The Consumer Price Index- a popular measure of nationwide price growth - gained 0.3% last month. That was less than the 0.4% jump expected by economists and reflected a slowdown from July's 0.5% increase.

Here's where US indexes stood at the 4 p.m. ET close on Tuesday:

While the data indicates a return of runaway inflation is unlikely, that doesn't mean there aren't risks to inflation running a bit too hot for too long, said Rick Rieder, BlackRock's CIO of global fixed income. He pointed to supply shocks and rapid price increases in household goods and housing as contributors to the slumping consumer sentiment in the US.
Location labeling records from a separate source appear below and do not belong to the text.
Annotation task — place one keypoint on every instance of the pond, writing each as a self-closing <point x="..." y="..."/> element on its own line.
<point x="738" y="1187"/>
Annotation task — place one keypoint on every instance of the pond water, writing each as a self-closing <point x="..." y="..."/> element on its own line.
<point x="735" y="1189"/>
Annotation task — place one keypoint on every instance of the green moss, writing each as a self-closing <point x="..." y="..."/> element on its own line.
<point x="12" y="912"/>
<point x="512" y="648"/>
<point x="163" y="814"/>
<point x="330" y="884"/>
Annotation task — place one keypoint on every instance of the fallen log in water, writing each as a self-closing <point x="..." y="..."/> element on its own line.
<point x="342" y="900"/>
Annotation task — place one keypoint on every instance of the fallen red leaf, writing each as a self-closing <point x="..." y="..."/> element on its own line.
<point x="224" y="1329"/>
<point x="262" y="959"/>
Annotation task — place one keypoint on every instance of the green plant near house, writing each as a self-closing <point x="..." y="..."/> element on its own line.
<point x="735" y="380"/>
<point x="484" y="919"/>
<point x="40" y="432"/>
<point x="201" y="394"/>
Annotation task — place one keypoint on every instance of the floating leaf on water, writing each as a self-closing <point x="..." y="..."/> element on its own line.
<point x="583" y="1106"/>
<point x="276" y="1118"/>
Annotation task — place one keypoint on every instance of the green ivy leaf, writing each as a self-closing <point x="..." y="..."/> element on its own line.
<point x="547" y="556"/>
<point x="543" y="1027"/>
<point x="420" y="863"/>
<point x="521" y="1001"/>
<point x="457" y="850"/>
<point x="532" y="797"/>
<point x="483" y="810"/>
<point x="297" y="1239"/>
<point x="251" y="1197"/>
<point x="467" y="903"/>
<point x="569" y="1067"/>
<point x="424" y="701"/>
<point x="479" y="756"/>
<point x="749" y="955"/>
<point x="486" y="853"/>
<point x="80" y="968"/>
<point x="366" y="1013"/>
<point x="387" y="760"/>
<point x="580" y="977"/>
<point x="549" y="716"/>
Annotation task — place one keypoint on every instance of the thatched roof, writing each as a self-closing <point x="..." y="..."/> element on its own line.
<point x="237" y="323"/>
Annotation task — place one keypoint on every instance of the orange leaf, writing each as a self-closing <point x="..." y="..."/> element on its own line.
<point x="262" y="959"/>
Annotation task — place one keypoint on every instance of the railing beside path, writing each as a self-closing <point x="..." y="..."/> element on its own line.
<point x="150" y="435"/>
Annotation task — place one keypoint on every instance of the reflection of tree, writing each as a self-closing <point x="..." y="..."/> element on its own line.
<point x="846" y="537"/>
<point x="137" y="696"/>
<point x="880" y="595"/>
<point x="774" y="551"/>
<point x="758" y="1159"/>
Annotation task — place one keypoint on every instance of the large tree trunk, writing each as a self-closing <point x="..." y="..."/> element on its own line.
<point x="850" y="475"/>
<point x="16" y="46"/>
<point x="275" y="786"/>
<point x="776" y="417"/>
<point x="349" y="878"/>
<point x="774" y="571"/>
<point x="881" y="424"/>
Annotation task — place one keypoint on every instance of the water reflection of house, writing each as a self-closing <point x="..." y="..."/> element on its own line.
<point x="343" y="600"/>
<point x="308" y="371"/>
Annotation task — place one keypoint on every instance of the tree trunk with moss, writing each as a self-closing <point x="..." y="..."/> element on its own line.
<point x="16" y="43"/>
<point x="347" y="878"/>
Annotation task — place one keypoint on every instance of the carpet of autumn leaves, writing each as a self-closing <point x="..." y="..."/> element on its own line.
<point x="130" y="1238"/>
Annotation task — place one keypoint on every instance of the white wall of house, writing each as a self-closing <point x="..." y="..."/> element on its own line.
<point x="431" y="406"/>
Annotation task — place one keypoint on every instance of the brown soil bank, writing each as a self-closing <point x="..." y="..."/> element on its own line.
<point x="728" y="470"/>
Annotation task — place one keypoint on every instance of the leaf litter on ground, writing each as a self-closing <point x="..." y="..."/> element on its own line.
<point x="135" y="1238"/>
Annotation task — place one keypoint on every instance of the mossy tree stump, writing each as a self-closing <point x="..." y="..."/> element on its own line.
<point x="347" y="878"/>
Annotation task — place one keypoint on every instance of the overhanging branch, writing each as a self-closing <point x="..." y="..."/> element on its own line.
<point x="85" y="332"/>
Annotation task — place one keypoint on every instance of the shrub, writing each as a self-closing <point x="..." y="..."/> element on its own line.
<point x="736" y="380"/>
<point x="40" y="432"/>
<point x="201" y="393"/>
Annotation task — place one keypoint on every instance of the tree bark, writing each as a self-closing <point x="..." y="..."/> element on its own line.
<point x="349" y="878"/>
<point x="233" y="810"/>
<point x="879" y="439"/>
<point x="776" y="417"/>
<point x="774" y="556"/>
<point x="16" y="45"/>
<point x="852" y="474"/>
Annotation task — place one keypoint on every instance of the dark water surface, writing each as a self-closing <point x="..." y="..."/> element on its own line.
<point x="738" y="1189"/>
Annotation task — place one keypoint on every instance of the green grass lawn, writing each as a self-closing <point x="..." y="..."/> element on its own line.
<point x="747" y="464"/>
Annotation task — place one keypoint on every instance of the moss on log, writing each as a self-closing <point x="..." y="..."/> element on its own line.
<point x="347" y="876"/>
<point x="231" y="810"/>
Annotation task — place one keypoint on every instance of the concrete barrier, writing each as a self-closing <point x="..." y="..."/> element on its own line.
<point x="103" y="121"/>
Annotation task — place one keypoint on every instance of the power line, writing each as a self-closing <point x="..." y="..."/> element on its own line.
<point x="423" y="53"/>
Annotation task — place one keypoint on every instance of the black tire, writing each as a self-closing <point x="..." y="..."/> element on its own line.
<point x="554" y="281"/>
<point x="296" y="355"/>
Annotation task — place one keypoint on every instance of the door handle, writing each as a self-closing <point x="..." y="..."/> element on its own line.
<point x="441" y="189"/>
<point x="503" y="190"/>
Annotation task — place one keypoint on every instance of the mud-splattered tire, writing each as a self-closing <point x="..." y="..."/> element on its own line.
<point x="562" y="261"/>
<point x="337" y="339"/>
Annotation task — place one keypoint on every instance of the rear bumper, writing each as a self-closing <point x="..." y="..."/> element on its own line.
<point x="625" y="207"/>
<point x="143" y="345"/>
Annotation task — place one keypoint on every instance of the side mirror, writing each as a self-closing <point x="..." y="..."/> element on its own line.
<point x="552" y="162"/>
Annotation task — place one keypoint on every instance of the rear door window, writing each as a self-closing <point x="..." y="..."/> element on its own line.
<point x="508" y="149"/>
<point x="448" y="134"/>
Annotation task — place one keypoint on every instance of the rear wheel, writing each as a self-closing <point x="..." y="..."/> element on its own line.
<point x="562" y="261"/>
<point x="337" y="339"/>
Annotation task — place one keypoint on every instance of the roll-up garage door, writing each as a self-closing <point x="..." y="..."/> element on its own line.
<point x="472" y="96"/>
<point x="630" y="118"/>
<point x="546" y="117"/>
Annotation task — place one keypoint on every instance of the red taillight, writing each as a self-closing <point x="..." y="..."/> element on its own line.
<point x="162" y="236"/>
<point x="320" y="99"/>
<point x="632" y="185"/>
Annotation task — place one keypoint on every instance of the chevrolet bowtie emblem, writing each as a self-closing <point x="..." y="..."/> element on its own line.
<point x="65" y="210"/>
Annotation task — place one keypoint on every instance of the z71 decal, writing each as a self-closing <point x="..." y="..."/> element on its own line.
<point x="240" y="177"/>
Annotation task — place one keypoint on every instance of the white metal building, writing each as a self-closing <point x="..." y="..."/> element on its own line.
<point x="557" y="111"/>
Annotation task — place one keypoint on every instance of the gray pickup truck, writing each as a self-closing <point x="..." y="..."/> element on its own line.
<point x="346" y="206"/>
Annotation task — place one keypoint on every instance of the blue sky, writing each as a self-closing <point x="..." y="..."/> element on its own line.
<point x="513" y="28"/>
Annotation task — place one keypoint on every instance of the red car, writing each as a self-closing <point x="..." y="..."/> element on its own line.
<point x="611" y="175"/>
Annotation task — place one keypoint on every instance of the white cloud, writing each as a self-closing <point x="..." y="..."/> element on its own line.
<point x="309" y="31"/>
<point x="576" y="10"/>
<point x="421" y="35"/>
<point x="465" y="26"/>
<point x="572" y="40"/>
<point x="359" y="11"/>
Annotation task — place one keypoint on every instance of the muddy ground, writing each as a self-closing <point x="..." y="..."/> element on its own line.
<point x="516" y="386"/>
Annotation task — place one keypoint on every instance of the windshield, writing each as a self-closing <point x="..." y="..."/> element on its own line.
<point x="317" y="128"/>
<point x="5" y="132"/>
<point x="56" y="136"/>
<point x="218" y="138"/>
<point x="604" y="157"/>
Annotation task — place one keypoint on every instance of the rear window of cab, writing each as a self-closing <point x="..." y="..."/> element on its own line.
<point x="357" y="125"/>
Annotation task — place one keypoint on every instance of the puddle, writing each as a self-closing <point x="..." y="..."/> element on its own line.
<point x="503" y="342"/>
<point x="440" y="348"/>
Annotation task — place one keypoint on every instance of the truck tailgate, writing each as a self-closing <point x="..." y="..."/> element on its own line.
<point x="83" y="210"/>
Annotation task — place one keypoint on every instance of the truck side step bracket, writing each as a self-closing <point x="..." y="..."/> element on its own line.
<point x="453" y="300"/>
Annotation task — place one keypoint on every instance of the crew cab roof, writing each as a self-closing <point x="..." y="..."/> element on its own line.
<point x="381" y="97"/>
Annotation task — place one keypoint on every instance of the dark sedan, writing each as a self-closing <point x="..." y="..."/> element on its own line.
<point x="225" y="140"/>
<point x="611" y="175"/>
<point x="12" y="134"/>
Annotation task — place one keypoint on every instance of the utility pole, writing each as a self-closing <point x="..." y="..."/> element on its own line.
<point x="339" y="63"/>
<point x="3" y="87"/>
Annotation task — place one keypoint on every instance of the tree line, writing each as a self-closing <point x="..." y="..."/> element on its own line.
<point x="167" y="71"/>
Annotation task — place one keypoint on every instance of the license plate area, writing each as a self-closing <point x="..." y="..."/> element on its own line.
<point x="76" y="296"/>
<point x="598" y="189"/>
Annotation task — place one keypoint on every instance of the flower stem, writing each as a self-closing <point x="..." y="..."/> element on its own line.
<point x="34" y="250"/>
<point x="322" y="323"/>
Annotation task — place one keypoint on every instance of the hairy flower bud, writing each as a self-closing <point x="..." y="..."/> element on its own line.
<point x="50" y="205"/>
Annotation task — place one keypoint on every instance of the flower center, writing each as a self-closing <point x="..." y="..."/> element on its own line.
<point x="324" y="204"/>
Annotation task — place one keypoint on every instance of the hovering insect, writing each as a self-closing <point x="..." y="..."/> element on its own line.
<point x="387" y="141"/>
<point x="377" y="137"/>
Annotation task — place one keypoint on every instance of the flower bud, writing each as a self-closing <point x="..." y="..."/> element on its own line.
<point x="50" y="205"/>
"The Fed should outline a tapering program, as we appear to already be close to maximum employment and simultaneously may be running the risk of overheating on inflation," Rieder said.

The chief equity strategists at both RBC and Morgan Stanley are warning of an upcoming stock market correction. RBC's Lori Calvasina said valuations are becoming stretched and the S&P 500 could decline up to 10% before the end of the year. Morgan Stanley's Mike Wilson noted that over half of the companies in the benchmark index have seen drawdowns of over 10% since the spring, a set-up that could prove dangerous in the future. He also is expecting a 10% correction before the year-end.

China's efforts to restrict cryptocurrency mining and trading have stretched to the northern province of Hebei, where a regulator said it will be a part of broader clampdown. The area's cyberspace commission said crypto mining consumes an enormous amount of energy, which doesn't align with China's pledge to reach carbon neutrality before 2060.

In other cryptocurrency news, Steve Cohen, the billionaire founder of hedge fund Point 72 Asset Management, has agreed to personally back a new cryptocurrency-trading platform, while high frequency trading firm Jump Trading is debuting its digital assets arm with a former intern as president.

West Texas Intermediate crude slipped 0.06% to $70.41 per barrel. Brent crude, oil's international benchmark, slid 0.14%, to $73.61 per barrel.

Gold climbed 0.6%, to $1,805 per ounce.